50. The apparatus of claim 49, wherein the slice assistance information comprises at least one of:

first slice information and second slice information, wherein the first slice information comprises information related to network slices, and the second slice information is information for encrypting the content of the first slice routing information.

51. The apparatus of claim 50, wherein the first slice information comprises information related to the network slice comprising at least one of:

mapping relation between network slice and slice mark;

Slice identification list;

mapping relation of network slice and slice combination mark;

mapping relation between network slice combination and slice combination mark;

slice combination identification list;

mapping relation between network slice and cell identification;

a list of cell identities;

mapping relation between network slice and tracking area;

tracking a region identification list;

mapping relation between network slice and core network function index;

a core network function index list;

a core network function index list;

mapping relation between network slice and frequency point;

a frequency point list;

mapping relation between network slice and frequency band;

a list of frequency bands.

52. The apparatus of claim 51, wherein the mapping of network slice combinations to slice combination identities is configured according to a public land mobile network, PLMN, or according to a tracking area.

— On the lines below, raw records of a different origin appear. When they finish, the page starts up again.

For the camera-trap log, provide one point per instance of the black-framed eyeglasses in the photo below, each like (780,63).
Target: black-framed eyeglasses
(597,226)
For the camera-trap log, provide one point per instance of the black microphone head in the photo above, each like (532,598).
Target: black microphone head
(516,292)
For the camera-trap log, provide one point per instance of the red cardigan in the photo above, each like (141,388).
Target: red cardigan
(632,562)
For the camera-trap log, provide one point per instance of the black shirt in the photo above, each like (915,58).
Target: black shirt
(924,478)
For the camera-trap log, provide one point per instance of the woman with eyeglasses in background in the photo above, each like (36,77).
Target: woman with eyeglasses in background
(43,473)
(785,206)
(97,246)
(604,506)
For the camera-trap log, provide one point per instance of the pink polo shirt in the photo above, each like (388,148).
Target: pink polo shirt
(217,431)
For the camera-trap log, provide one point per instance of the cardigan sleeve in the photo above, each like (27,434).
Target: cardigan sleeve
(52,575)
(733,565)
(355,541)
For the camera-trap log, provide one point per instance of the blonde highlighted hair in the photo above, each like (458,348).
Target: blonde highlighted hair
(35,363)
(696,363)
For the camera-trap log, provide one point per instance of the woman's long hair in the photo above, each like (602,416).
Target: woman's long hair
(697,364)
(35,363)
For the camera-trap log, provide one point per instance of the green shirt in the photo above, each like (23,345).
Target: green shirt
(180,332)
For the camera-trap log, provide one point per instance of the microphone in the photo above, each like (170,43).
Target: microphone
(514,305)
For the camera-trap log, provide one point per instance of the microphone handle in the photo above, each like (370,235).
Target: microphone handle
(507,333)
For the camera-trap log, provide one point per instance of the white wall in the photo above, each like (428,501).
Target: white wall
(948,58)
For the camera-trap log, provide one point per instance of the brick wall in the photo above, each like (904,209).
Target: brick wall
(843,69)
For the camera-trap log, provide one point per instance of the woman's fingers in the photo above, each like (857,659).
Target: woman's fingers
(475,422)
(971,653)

53. The apparatus of claim 51, wherein the mapping of network slice to slice combination identities is configured according to a public land mobile network, PLMN, or according to a tracking area.

54. The apparatus of any one of claims 49-53, wherein the core network function comprises at least one of: the system comprises a mobility management entity MME, an access mobility management function AMF, a session management function SMF, a user plane function UPF, a service gateway SGW, a PDN gateway, a policy control function PCF, a policy and charging rule function unit PCRF, a GPRS service support node SGSN, a gateway GPRS support node GGSN, radio access network equipment and a core network routing function node.

55. A core network function selecting device applied to an access network side device, comprising:

the first receiving module is used for receiving first chip routing information sent by the terminal;

and the selection module is used for selecting the core network function according to the first chip routing information.

56. The apparatus of claim 55, wherein the means for selecting is configured to select a core network function based on first routing information and second slice routing information, wherein the first routing information is obtained based on the first slice routing information.

57. A terminal, comprising: memory, a processor and a program or instructions stored on the memory and executable on the processor, which when executed by the processor, implement the steps in the information reporting method of any one of claims 1 to 15.

58. A core network function, comprising: memory, a processor and a program or instructions stored on the memory and executable on the processor, which when executed by the processor, implement the steps in the information transmission method according to any one of claims 16 to 29.

59. An access network side device, comprising: memory, a processor and a program or instructions stored on the memory and executable on the processor, which when executed by the processor, implement the steps in the core network function selection method of any one of claims 30 to 42.

60. A readable storage medium, wherein a program or an instruction is stored on the readable storage medium, the program or the instruction realizing the steps in the information reporting method according to any one of claims 1 to 15 when being executed by a processor of a terminal, or the steps in the information transmitting method according to any one of claims 16 to 29 when being executed by a processor of a core network function, or the steps in the core network function selecting method according to any one of claims 30 to 42 when being executed by a processor of an access network side device.